Athletes told danger of opioids

PHOTO BY NICOLE WALBY Wayne Campbbell of Tyler’s Light speaks to Columbian High School football team members Wednesday about the dangers of opioids.

Wayne Campbell shared the tragic story of his son’s death Wednesday morning with student athletes at Columbian High School.

Campbell, of Pickerington, is the president and founder of a drug education and awareness organization for students, families and communities titled “Tyler’s Light.”

The focus, according to Campbell, was on the opioid epidemic, specifically in student athletes and how it is connected to heroin and the sharing of pharmaceutical drugs.

Campbell has talked to more than 200 schools and 150,000 students. The reason, he said, is he was not able to save his son and hopes to save other students who need of help.

Campbell said his son, Tyler Campbell, had aspirations of playing for a Division I football team in college.

“Tyler was gifted athletically and had a great personality,” he said.

Campbell worked to help his son live his dreams and sent out letters to different schools, and soon, Tyler was asked to tryout at the University of Akron. Tyler made the team in 2007 and played during the season-opening game against Ohio State University.

He was having a great second year, Campbell said; they “wouldn’t have seen anything going on.”

More and more, Tyler was injured, and it began to take a toll in his third year. He had shoulder surgery and a doctor prescribe 60 Vicodin pills.

Campbell said Tyler’s grades began to slip and he noticed Tyler was making errors on the field and was becoming more irritable.

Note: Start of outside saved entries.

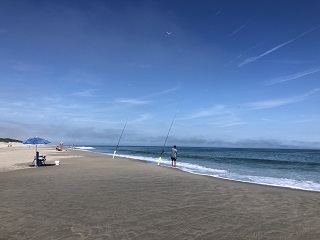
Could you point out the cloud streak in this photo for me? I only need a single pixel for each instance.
(280, 102)
(252, 59)
(292, 77)
(238, 29)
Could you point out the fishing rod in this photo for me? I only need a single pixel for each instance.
(114, 153)
(164, 145)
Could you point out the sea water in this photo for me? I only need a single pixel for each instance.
(292, 168)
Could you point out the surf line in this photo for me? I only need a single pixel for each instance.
(160, 158)
(115, 151)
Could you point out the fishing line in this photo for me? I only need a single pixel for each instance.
(164, 145)
(114, 153)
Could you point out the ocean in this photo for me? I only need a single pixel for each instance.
(291, 168)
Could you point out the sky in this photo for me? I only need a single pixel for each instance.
(224, 73)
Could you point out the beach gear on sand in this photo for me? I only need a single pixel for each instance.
(36, 141)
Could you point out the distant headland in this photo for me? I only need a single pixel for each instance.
(7, 140)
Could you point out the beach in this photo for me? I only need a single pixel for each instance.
(92, 196)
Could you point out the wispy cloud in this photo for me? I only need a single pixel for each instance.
(252, 59)
(292, 77)
(85, 93)
(218, 116)
(132, 101)
(237, 30)
(162, 92)
(240, 55)
(281, 102)
(216, 110)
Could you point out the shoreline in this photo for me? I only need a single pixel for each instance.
(50, 151)
(96, 197)
(206, 175)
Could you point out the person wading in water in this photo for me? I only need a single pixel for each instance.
(174, 156)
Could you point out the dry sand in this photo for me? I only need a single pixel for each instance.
(92, 196)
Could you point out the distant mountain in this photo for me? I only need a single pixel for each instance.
(9, 140)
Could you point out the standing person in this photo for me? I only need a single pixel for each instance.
(174, 156)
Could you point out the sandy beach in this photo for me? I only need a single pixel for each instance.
(92, 196)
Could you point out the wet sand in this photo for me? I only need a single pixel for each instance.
(92, 196)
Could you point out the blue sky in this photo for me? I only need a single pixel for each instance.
(237, 73)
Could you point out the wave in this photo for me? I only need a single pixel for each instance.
(228, 175)
(84, 148)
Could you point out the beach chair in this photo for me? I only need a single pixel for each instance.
(39, 159)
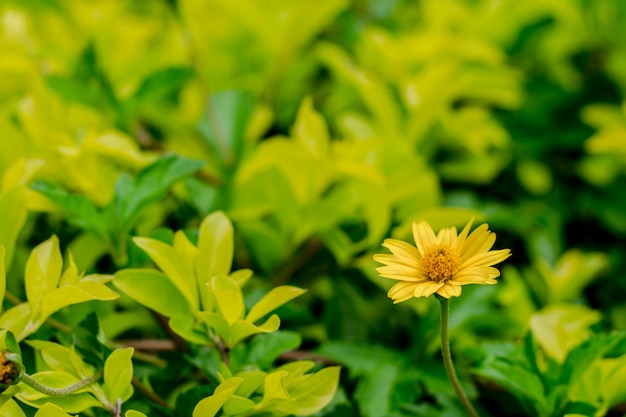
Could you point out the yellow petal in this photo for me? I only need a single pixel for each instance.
(424, 236)
(449, 291)
(389, 259)
(487, 258)
(447, 236)
(400, 275)
(480, 240)
(402, 291)
(470, 276)
(460, 240)
(402, 249)
(426, 288)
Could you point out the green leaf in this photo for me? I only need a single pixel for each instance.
(272, 300)
(133, 413)
(79, 210)
(310, 129)
(242, 329)
(264, 349)
(215, 248)
(174, 265)
(310, 393)
(559, 328)
(17, 320)
(580, 358)
(225, 128)
(11, 343)
(157, 85)
(252, 380)
(217, 323)
(519, 381)
(43, 271)
(56, 357)
(51, 410)
(186, 327)
(74, 294)
(118, 373)
(11, 409)
(133, 195)
(72, 403)
(3, 276)
(266, 244)
(209, 406)
(154, 290)
(237, 405)
(229, 298)
(12, 206)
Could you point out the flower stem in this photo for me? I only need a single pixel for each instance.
(447, 357)
(58, 392)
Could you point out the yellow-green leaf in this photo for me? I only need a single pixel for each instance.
(17, 320)
(189, 330)
(215, 247)
(209, 406)
(154, 290)
(51, 410)
(237, 405)
(310, 129)
(174, 265)
(13, 212)
(272, 300)
(216, 322)
(243, 328)
(274, 388)
(3, 277)
(118, 373)
(11, 409)
(311, 393)
(229, 298)
(71, 274)
(74, 294)
(560, 327)
(133, 413)
(43, 271)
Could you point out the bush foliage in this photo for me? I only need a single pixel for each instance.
(191, 193)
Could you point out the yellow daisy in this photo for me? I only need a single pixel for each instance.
(440, 263)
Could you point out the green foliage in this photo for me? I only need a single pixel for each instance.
(168, 149)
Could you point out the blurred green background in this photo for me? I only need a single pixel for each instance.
(324, 127)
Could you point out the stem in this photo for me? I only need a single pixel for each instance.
(58, 392)
(447, 358)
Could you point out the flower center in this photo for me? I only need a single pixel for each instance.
(439, 263)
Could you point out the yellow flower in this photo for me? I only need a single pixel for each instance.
(440, 263)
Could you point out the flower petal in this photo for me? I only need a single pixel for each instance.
(487, 258)
(426, 288)
(480, 240)
(460, 239)
(470, 276)
(424, 236)
(402, 249)
(390, 272)
(390, 259)
(402, 291)
(449, 291)
(447, 236)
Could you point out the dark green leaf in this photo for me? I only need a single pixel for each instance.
(224, 128)
(266, 348)
(80, 210)
(151, 184)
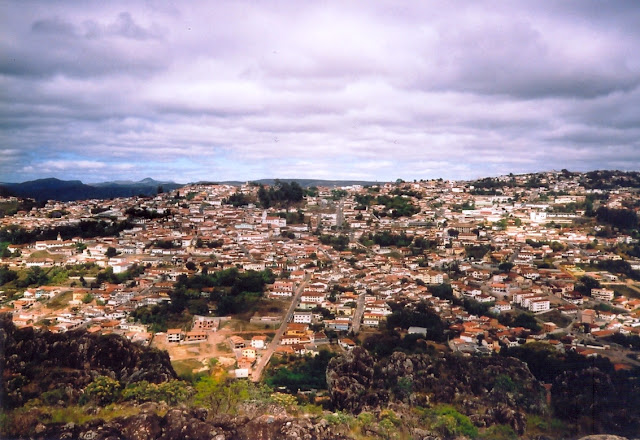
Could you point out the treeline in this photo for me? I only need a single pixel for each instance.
(386, 239)
(8, 209)
(421, 315)
(606, 179)
(227, 292)
(146, 213)
(619, 218)
(280, 194)
(398, 205)
(619, 267)
(238, 199)
(307, 373)
(338, 242)
(85, 229)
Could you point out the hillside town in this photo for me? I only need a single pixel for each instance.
(501, 262)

At age 23, Tyler died of an overdose 12-hours after returning home from a rehabilitation facility, Campbell said.

Campbell said Tyler was not the only athlete on the team who was suffering from addiction. Three months after Tyler’s death, the quarterback of the team also died of an overdose.

“I enjoy talking to student athletes, more so because this story can relate to your life or someone you know,” Campbell said. “With students involved in sports, there will be injuries, you will get hurt. It is our responsibility to educate young athletes on the dangers of drugs and to encourage you to speak up if they or someone they know is in trouble.”

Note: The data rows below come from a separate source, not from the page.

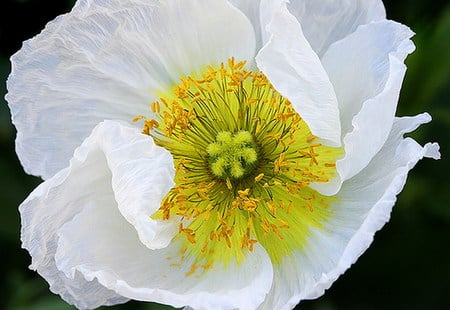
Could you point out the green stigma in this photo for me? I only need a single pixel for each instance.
(244, 161)
(232, 155)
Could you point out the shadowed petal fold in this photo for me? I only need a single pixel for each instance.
(363, 207)
(325, 22)
(367, 72)
(107, 60)
(297, 73)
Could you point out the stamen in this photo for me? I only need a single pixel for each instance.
(244, 160)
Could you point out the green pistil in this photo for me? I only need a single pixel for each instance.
(232, 156)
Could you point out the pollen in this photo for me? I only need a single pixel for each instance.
(244, 162)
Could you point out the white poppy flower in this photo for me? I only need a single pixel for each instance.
(271, 153)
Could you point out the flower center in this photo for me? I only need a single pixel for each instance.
(232, 156)
(244, 160)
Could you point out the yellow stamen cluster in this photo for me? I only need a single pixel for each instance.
(244, 161)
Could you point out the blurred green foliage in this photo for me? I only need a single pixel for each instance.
(408, 265)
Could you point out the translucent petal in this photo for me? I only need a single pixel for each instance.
(363, 207)
(99, 244)
(108, 60)
(325, 22)
(367, 71)
(296, 72)
(88, 182)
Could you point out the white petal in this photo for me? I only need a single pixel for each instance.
(96, 168)
(325, 22)
(99, 244)
(367, 71)
(108, 60)
(363, 207)
(296, 72)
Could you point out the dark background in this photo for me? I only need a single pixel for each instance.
(407, 266)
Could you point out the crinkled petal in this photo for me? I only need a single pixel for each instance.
(297, 73)
(363, 207)
(325, 22)
(367, 71)
(91, 236)
(108, 60)
(100, 245)
(102, 162)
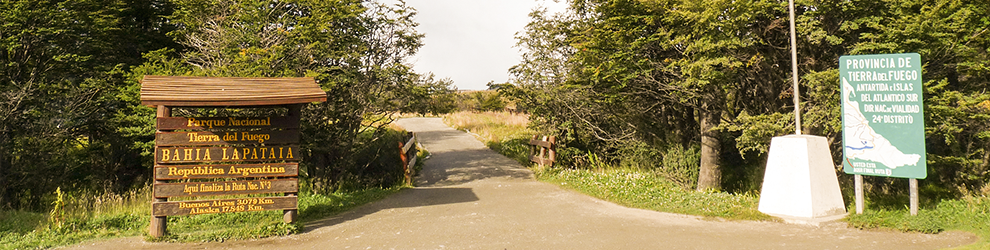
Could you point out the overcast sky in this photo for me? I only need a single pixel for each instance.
(471, 41)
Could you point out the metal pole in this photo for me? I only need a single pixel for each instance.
(859, 193)
(797, 99)
(913, 186)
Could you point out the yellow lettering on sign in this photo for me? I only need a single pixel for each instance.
(165, 154)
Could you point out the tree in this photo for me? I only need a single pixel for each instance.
(431, 96)
(670, 74)
(61, 67)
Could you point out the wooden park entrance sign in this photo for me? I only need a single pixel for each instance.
(226, 156)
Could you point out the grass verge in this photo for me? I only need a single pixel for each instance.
(970, 214)
(22, 230)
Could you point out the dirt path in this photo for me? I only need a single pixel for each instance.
(469, 197)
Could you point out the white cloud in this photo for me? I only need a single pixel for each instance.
(471, 42)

During his presentation, Campbell showed the students videos and discussed what the students saw.

One video featured statistics throughout the state, including that one in five teens has tried a prescription drug that was not prescribed to them. Today, Campbell said, at least 11 people die each day due to accidental drug overdoses.

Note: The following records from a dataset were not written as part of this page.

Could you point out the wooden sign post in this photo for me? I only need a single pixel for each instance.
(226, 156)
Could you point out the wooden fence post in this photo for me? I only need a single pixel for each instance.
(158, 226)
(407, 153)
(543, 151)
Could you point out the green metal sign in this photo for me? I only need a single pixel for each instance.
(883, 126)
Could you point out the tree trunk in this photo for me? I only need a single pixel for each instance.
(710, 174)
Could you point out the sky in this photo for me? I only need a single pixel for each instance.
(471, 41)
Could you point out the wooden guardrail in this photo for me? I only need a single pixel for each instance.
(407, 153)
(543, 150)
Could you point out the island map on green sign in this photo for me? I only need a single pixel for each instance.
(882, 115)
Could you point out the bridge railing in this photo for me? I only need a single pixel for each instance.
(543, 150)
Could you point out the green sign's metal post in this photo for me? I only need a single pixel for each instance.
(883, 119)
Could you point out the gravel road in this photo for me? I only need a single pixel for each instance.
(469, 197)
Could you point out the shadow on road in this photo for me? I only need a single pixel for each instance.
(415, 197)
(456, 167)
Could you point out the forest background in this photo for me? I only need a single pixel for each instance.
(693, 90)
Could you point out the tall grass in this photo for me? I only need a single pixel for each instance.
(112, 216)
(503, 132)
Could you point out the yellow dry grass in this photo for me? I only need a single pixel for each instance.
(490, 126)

“We are in a serious situation,” Campbell said.

More people die due to overdoses than car crashes, he said.

Campbell also shared six reasons high schools students will try different types of drugs, such as peer pressure, escaping their problems, appeal, emotional problems, curiosity or rebellion.

Jared Lutz, Columbian head football coach, said he hopes the students take a way “nuggets” of information.

“This has something to do with your life and what you want to be,” Lutz said. “This is something beyond football, beyond the game.”

Lutz said, as a former player, he was injured and the doctor prescribed him pills without really asking the reason.

“This is a serious epidemic for your generation,” Lutz said. “Being a small group of athletes, no one wakes up and says they are going to become a heroin addict. It breaks my heart that you guys have to grow up so quick.”

Lutz also explained some family members have suffered the fate of opioid addiction.

“This will be a battle the rest of their lives,” he said. “If there is someone you know who is in trouble, speak to them and a coach. Be a man and stand up and speak out.”

The story of Tyler’s Light has been featured on HBO and 60 Minutes, and a documentary on DirectTV.